Geoffrey J. Teale for Heetch

Posted on Sep 5, 2019 • Edited on Nov 24, 2020 • Originally published at eng.heetch.com

Developer Care

#advocacy #startup #microservices #dx

This article first appeared on the Heetch Engineering blog.

Introduction

In this article, we’ll talk about our experiences scaling up our development team at Heetch. In particular, we’ll focus on the organisational issues that emerged from growth, and from technical changes. Finally, we’ll introduce the concept of “Developer Care”, and how we’ve used it to overcome these challenges.

A little history

In the early days of Heetch, life was simple. We had a monolithic web application developed in Ruby on Rails and a small team of pioneers. At this point communication was easy. Everyone knew who was working on what. Ideas were freely shared. Consensus on how, when and why to do things was found.

As Heetch’s user base grew we started to experience technical challenges. Dealing with the increased load on the application was becoming difficult. We had to handle location data for thousands of drivers in real time.

We began to struggle to integrate the competing requirements of different aspects of the business into a single application. It was in this context that we made a decision to shift to a micro-service architecture, utilising Docker, and written in Go. Later we added further services in Elixir.

In line with this new technical architecture, our development team split into product-area specific teams. Each team looks after its own list of requirements. Each team has its own collection of micro-services. A separate infrastructure team provides a common platform to run the micro-services in.

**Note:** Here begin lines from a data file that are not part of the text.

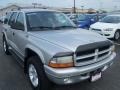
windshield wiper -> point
(42, 28)
(59, 27)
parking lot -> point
(12, 76)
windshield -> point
(46, 20)
(111, 19)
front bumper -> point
(76, 74)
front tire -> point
(36, 74)
(117, 35)
(5, 46)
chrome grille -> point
(92, 55)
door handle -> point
(13, 33)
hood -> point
(69, 39)
(101, 25)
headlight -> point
(62, 62)
(108, 29)
(113, 48)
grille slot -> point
(85, 59)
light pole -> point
(74, 7)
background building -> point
(10, 7)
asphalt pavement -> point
(12, 76)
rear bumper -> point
(75, 74)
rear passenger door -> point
(20, 35)
(8, 27)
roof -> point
(33, 10)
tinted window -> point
(19, 22)
(7, 18)
(12, 19)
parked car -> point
(2, 19)
(53, 49)
(85, 20)
(109, 26)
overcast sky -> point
(96, 4)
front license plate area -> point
(95, 76)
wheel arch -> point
(32, 51)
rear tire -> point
(5, 46)
(39, 80)
(117, 35)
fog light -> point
(105, 67)
(67, 80)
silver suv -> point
(53, 49)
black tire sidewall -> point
(44, 83)
(7, 50)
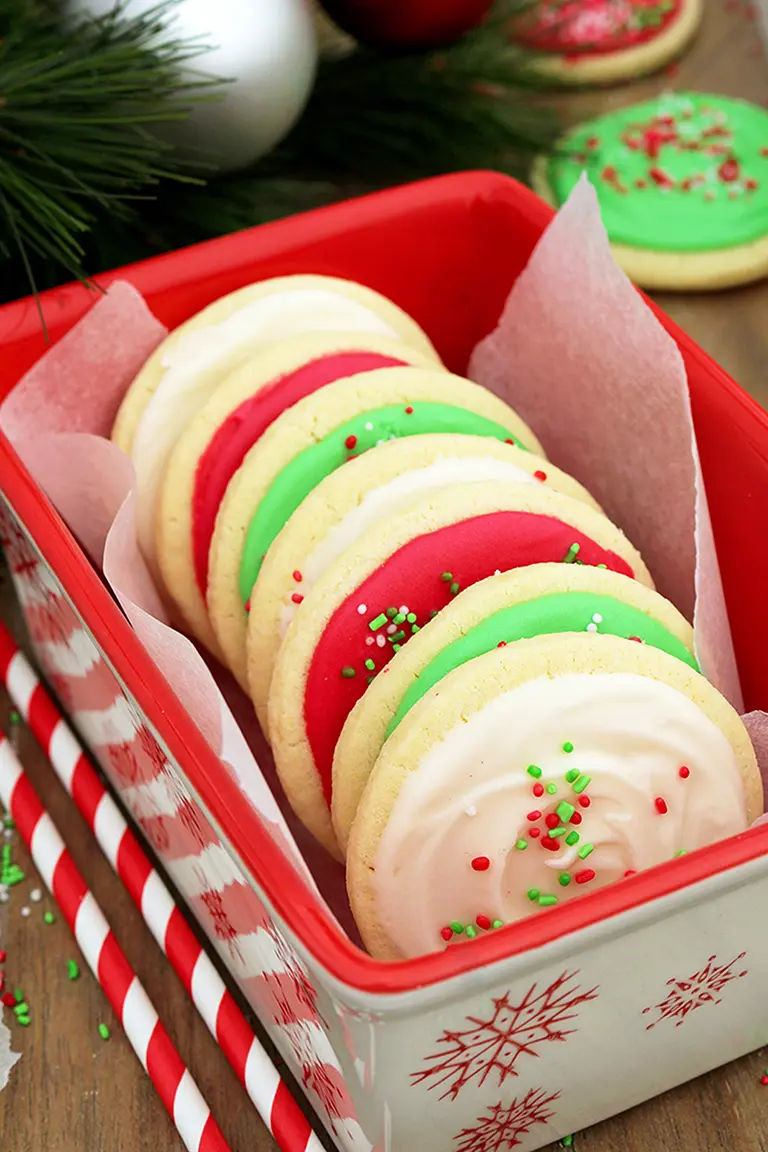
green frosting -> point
(562, 612)
(683, 173)
(306, 469)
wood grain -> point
(73, 1091)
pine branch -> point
(85, 183)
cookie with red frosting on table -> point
(217, 440)
(605, 42)
(535, 774)
(311, 440)
(185, 369)
(349, 502)
(388, 586)
(493, 613)
(682, 182)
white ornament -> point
(265, 48)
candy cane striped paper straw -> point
(267, 1091)
(107, 961)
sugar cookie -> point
(182, 373)
(306, 444)
(350, 501)
(601, 42)
(214, 444)
(683, 188)
(492, 613)
(613, 756)
(387, 586)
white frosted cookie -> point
(352, 500)
(613, 756)
(387, 586)
(495, 612)
(217, 440)
(308, 442)
(182, 373)
(606, 43)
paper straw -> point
(266, 1089)
(107, 961)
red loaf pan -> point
(538, 1029)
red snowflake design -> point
(684, 997)
(502, 1128)
(514, 1030)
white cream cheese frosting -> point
(390, 498)
(631, 768)
(197, 363)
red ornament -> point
(408, 23)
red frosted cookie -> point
(218, 439)
(389, 584)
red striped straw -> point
(266, 1089)
(107, 961)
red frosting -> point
(242, 429)
(583, 28)
(416, 576)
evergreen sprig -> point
(85, 183)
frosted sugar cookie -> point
(535, 774)
(683, 188)
(182, 373)
(390, 584)
(214, 444)
(350, 501)
(605, 42)
(311, 440)
(495, 612)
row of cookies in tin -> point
(314, 490)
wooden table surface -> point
(73, 1091)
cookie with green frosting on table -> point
(385, 589)
(350, 501)
(312, 439)
(515, 605)
(217, 440)
(682, 182)
(605, 42)
(535, 774)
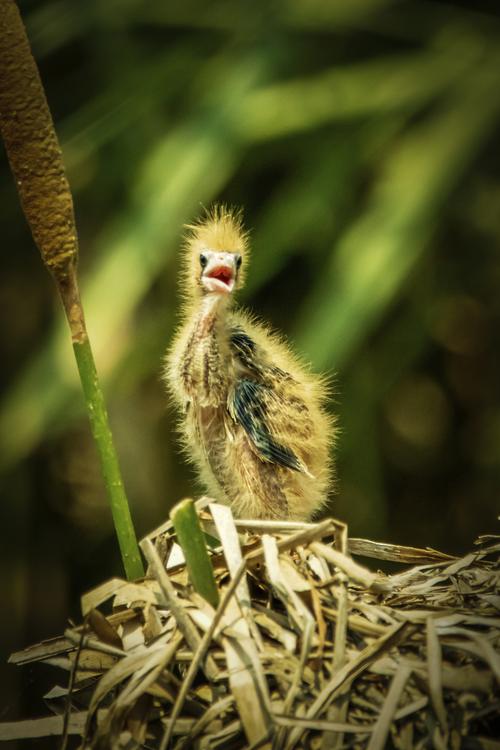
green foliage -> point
(357, 136)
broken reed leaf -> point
(290, 663)
(192, 540)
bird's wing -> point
(259, 404)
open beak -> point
(220, 273)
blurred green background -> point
(361, 138)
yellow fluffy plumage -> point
(253, 418)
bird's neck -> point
(213, 307)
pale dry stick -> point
(338, 712)
(350, 671)
(198, 657)
(435, 673)
(381, 730)
(93, 644)
(183, 621)
(71, 685)
(301, 537)
(396, 552)
(353, 570)
(215, 710)
(321, 725)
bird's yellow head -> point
(216, 253)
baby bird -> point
(253, 418)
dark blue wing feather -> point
(248, 407)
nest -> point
(307, 648)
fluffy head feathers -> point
(220, 229)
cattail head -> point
(216, 253)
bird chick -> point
(253, 417)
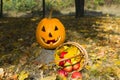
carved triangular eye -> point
(56, 28)
(43, 29)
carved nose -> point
(50, 35)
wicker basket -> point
(83, 54)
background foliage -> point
(26, 5)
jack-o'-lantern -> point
(50, 33)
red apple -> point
(62, 54)
(67, 68)
(67, 62)
(62, 73)
(76, 66)
(61, 63)
(76, 75)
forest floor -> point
(100, 36)
(20, 52)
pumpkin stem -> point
(50, 14)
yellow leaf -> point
(23, 75)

A problem solved, a problem found

Heetch’s micro-service architecture and the associated business-area aligned team structure have been in place for some time now. The teams have succeeded in working, and growing with a tight focus on the business requirements and are free from the complexity of competing demands on the same application logic and data structure.

Despite these successes, we have seen a new issue arise in their wake.

Distance between teams

Although each individual team retains the ease of communication that existed in the pioneer team, cross-team communication is much harder to manage. This is a common problem in large or growing companies, but we noticed there was a specific impact on our technical output.

The common context and shared ideas are no longer a natural outcome of interactions across the whole engineering team — it simply isn’t possible to hold informal conversations on that scale. Each team is less aware of the problems and solutions found by the others.

As each team faces a new technical challenge, they find their own way to solve it. There is no lack of skill in the teams, but the priorities of each team are bound to business requirements, as are the deadlines. This means that the design of fundamental architecture, and tooling around the projects, has to be completed as a side effect of product work.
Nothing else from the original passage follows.